Interference through global actors via elite capture, national diasporas, universities and cultural events

    • European External Action Service to produce a study into the prevalence and influence of malicious state actors in European think tanks, universities, religious organisations and media institutions as well as into the prevalence and influence of foreign interference in European court proceedings;
    • differentiate between organisations which stay clear of Russian governmental influence and those that have links to the Kremlin when considering educational or cultural cooperation;
    • ask cultural, academic and non-governmental institutions to improve transparency as regards China’s influence and calls on them to make public any exchanges and engagements with the Chinese Government and related organisations;
    • Commission to propose legislation on increasing the transparency of the foreign financing of universities, as well as NGOs and think tanks and encourage both academic institutions and the private sector to set up comprehensive security and compliance programmes;
    • member state authorities to adopt effective rules on foreign funding for higher education institutions, including strict ceilings and reporting requirements;
    • make sure funding of research of geopolitical concern at European universities comes from European sources;
    • member states to closely monitor teaching, research and other activities within the Confucius Institutes and, where alleged espionage or interference is substantiated by clear evidence, take enforcement action;
    • Commission and member states to cooperate better on protecting religious institutes from foreign interference and to cap and increase the transparency of funding;
    • Commission to facilitate the exchange of best practices among member states to tackle foreign interference in culture and education;
    • Commission to build up the infrastructure required to produce evidence-based responses to both short-term and long-term disinformation threats in the Western Balkans;
    • support to Eastern Partnership countries, in particular through cooperation on building state and societal resilience to disinformation and Russian state propaganda;
    • Commission to encourage and coordinate actions against elite capture including by enforcement of the cooling-off periods for EU Commissioners and high-ranking EU civil servants;
    • EU institutions to effectively cooperate on the reform the Transparency Register, including by introducing more stringent rules.

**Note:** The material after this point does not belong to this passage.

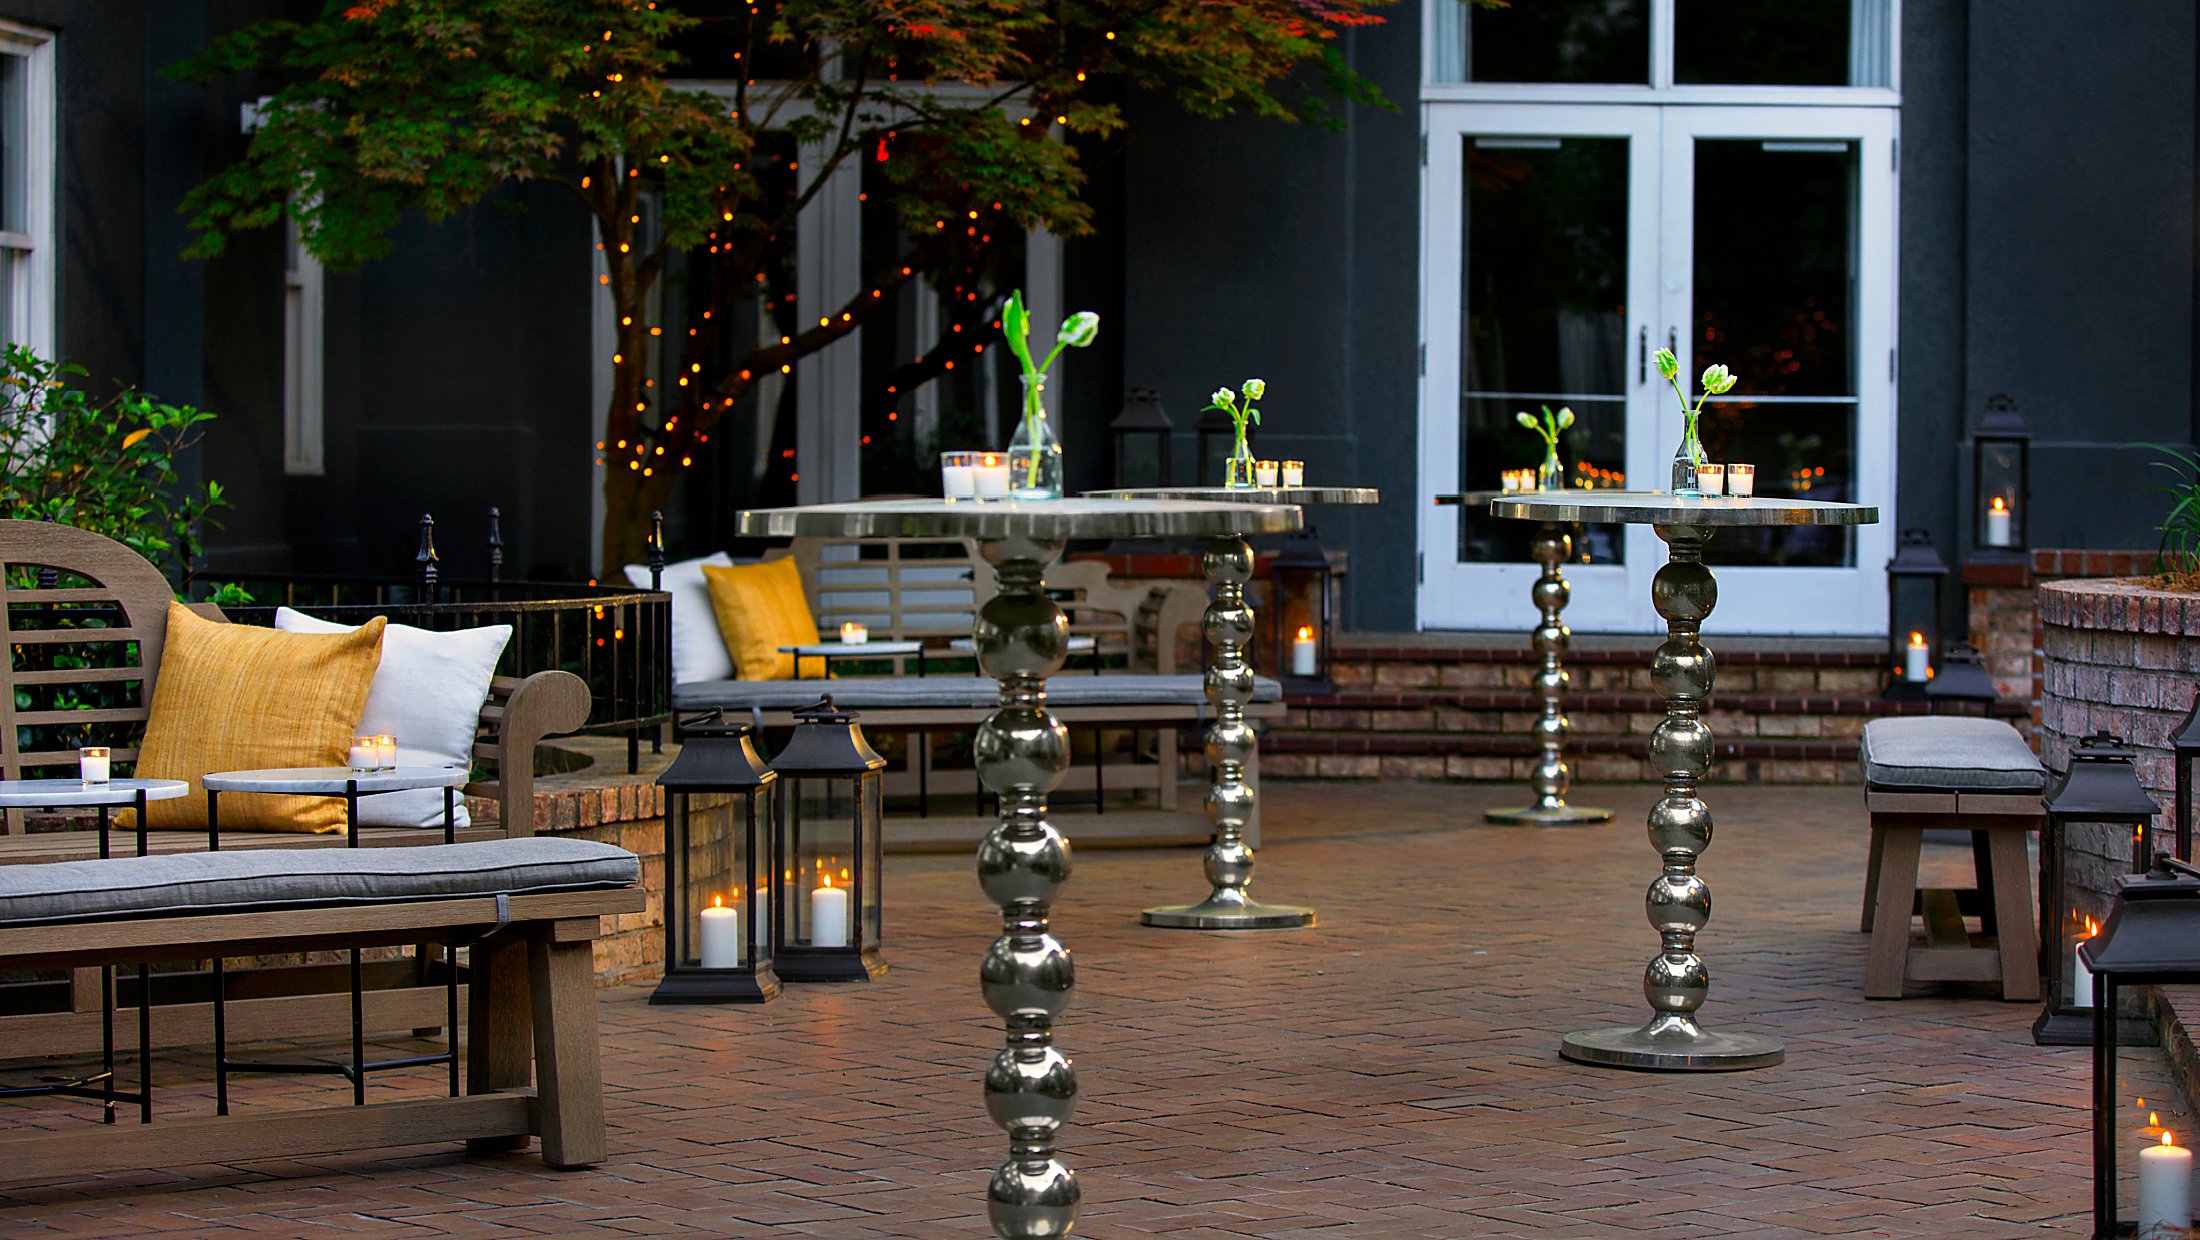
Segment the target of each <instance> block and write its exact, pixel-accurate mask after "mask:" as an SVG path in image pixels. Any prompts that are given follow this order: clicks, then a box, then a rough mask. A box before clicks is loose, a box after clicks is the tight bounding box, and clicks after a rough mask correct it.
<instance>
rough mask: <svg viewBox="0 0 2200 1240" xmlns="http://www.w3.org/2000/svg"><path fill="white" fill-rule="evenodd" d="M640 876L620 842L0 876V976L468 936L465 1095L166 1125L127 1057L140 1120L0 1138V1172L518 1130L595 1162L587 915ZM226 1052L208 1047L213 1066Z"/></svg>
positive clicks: (641, 908) (68, 1169)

Global cooperation and multilateralism

    • the EU to lead the debate on the legal implications of foreign interference, promote common international definitions and attribution rules and develop an international framework for responses to interference in elections in order to establish a Global Code of Practice for Free and Resilient Democratic Processes;
    • EU to initiate a process at UN level to adopt a global convention to promote and defend democracy;
    • urgently address climate mis- and disinformation;
    • build on models such as the Intergovernmental Panel on Climate Change  to create a global code of conduct on disinformation, a process that would provide the basis for a Paris Agreement on Disinformation;
    • EU to establish a European Democratic Media Fund to support independent journalism in (potential) enlargement and European neighbourhood countries and in candidate and potential candidate countries;
    • provide a clear perspective for candidate and potential candidate countries and support partner and neighbouring countries, such as those in the Western Balkans and the Eastern and Southern Neighbourhoods of the EU, since countries such as Russia, Turkey and China are trying to use these countries as an information manipulation and hybrid warfare laboratory;
    • deepen cooperation with Taiwan in countering interference operations and disinformation campaigns from malign third countries, including the sharing of best practices, develop joint approaches to fostering media freedom and journalism, deepen cooperation on cybersecurity and cyber threats;
    • Parliament to actively promote an EU narrative, to play a leading role in promoting the exchange of information and to discuss best practices with partner parliaments;
    • create a permanent institutional arrangement in Parliament dedicated to the follow-up of these recommendations.